When we asked if we could speak to Harvey, straight-faced Binface countered with a warning: “Your belief in the character is starting to fall away. … If that happens, this humor will disintegrate faster than a laser blast.”

Who actually votes for a character like this? In the recent London mayoral election, Binface — running on a pledge to put a price cap on croissants — won more than 24,000 votes.

Perhaps that’s not surprising in a country that voted for “Boaty McBoatface” when asked to name a $288 million research ship, or where a census question on religious identity once got nearly 400,000 people answering that they were Jedi knights from Star Wars.

But in this particular moment, there is a genuine dissatisfaction with politics, as well as anger driven by government scandals, the fallout of Brexit, cost-of-living pressures, political turmoil and stretched public services. A recent British Social Attitudes survey found that public trust and confidence in politics is at an all-time low.

“If you don’t know what you’re going to do, and you go into the polling booth and you see ‘Lord Buckethead’ or ‘Count Binface,’ you might think, I’ll send a message by voting for him,” said Martin Baxter, founder of Electoral Calculus, a political consulting firm.

Baxter said satirical candidates have occasionally had political significance — as when the Monster Raving Loony Party, which encourages people to “vote for insanity,” outperformed what remained of the Social Democratic Party in a special election, underscoring that that party’s days were over.

(The Official Monster Raving Loony Party is fielding 22 candidates in this general election.)

Asked what he would consider a good result on July 4, Count Binface said, “I don’t want to get dewy-eyed, or dewy-visored. If I get any votes, that’s fine. If I get zero votes, that’s fine. Ultimately, it’s the being there that counts. This will be a capping moment for 14 Earth Years of some of the worst government leadership any major country has ever suffered.”

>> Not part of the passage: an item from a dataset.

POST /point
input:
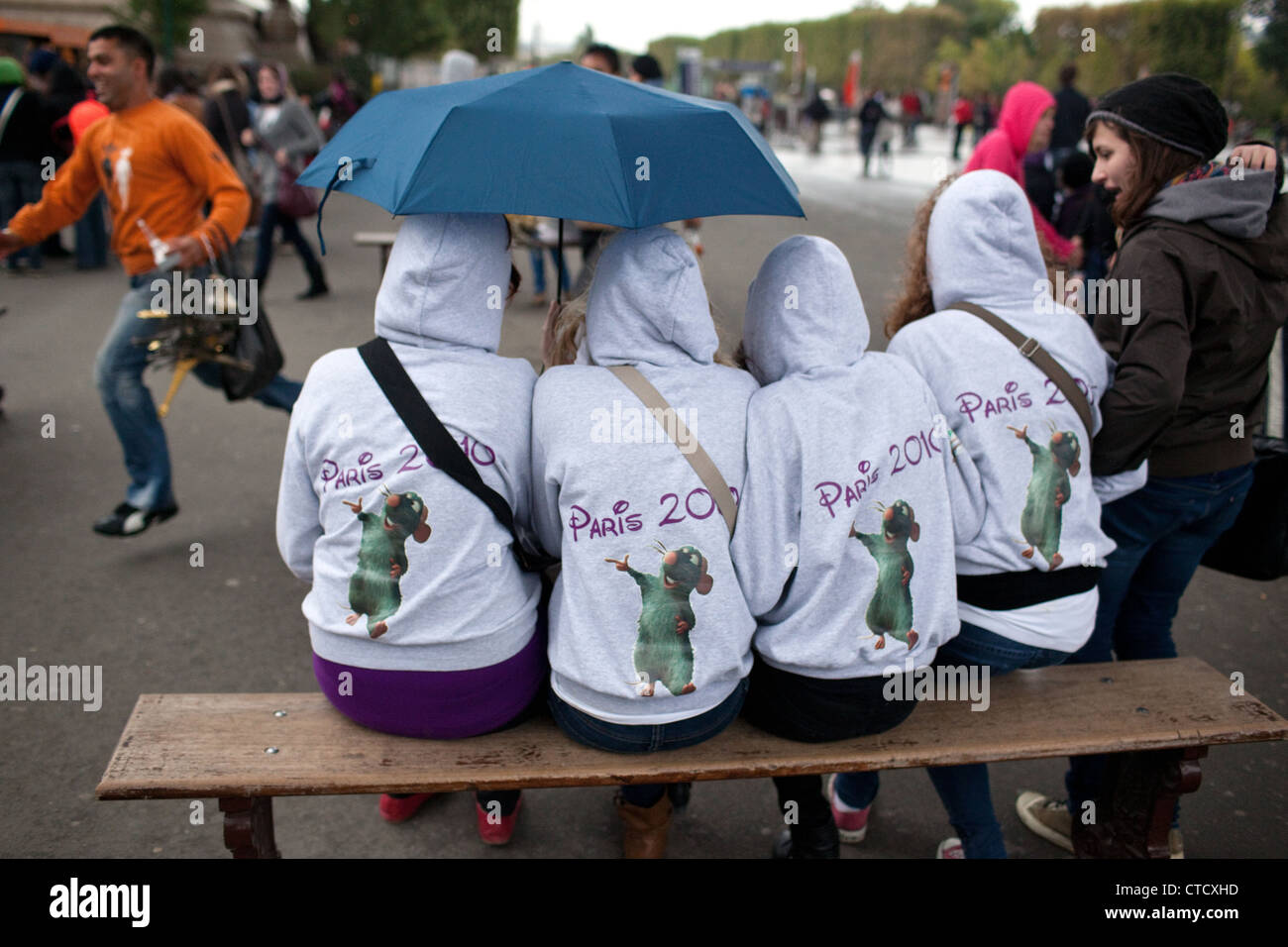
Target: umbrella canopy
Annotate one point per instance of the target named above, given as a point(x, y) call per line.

Binface said that standing in a village hall or leisure center at 3 a.m. with party leaders as the votes are announced is “a real leveler — and it’s something that makes British democracy particularly wonderful and unique in my visor.”

In 2019, when the vote result was announced for Uxbridge and South Ruislip, Johnson — who had just led his party to a stunning victory — stepped to the lectern and said, “I thank my fellow candidates in all their glory, Lord Buckethead, Elmo … forgive me if I don’t identify them all.”

This year, Elmo is running in the district of Keir Starmer. So, if the polls are right, he may be on the stage when the Labour Party leader and possible next prime minister celebrates a good night.